Pourtant, les chiffres ne sont pas bons. Malgré une « croissance de rattrapage » de 1,5 %, le déficit public a atteint 3 % du PIB à l'issue de l'exercice 2019, l'endettement atteint 98,1 %, la dépense publique augmente de 1,8 % et la part des prélèvements obligatoires ne diminue pas - une fois la bascule du crédit d'impôt pour la compétitivité et l'emploi (CICE) neutralisée - pour s'établir à 44,8 % du PIB.
De son côté, l'État voit encore son déficit budgétaire se creuser de 16,7 milliards d'euros par rapport à 2018, passant à 92,7 milliards d'euros. Une fois l'ensemble des facteurs exceptionnels et discrétionnaires neutralisés, les dépenses du budget général, hors remboursements et dégrèvements, sont en augmentation de 1,9 % par rapport à 2018.
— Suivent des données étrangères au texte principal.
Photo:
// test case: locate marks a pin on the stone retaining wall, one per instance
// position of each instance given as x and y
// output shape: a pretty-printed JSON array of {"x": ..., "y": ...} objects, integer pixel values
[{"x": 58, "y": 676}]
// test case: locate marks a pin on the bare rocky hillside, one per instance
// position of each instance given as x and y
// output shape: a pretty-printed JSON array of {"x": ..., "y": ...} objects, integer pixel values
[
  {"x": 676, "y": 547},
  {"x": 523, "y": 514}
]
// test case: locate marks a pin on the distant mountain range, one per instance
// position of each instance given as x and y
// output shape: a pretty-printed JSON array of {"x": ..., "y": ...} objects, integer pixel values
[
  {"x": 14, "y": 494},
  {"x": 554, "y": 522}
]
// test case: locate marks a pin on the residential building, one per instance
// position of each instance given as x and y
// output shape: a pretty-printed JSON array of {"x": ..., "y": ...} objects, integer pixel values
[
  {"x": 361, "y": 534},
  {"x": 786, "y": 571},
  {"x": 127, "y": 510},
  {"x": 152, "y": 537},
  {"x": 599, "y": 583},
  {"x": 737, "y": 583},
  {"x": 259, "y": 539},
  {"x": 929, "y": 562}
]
L'autorisation parlementaire est respectée parce que les objectifs initialement fixés n'étaient pas vraiment ambitieux.
En outre, l'année 2019 a également été marquée par la mise en oeuvre de mesures budgétaires et fiscales auxquelles le Sénat s'était opposé. Certaines réformes annoncées n'ont pas été menées, véritables serpents de mer, comme la réforme du versement des aides personnelles au logement (APL).
Réunie le 9 juillet dernier, la Commission mixte paritaire a constaté qu'elle ne pouvait parvenir à un accord et a conclu à l'échec de ses travaux.
Sans surprise, le 10 juillet, l'Assemblée nationale a adopté le texte en nouvelle lecture dans des termes identiques à celui issu de son examen en première lecture.
Par cohérence avec le vote du Sénat en première lecture, je suggère donc que la commission propose au Sénat de ne pas adopter le projet de loi de règlement et d'approbation des comptes de l'année 2019 et donc en conséquence de n'adopter aucun des articles du projet de loi. Je suppose que nous partageons tous cette conclusion, même si nos motivations diffèrent.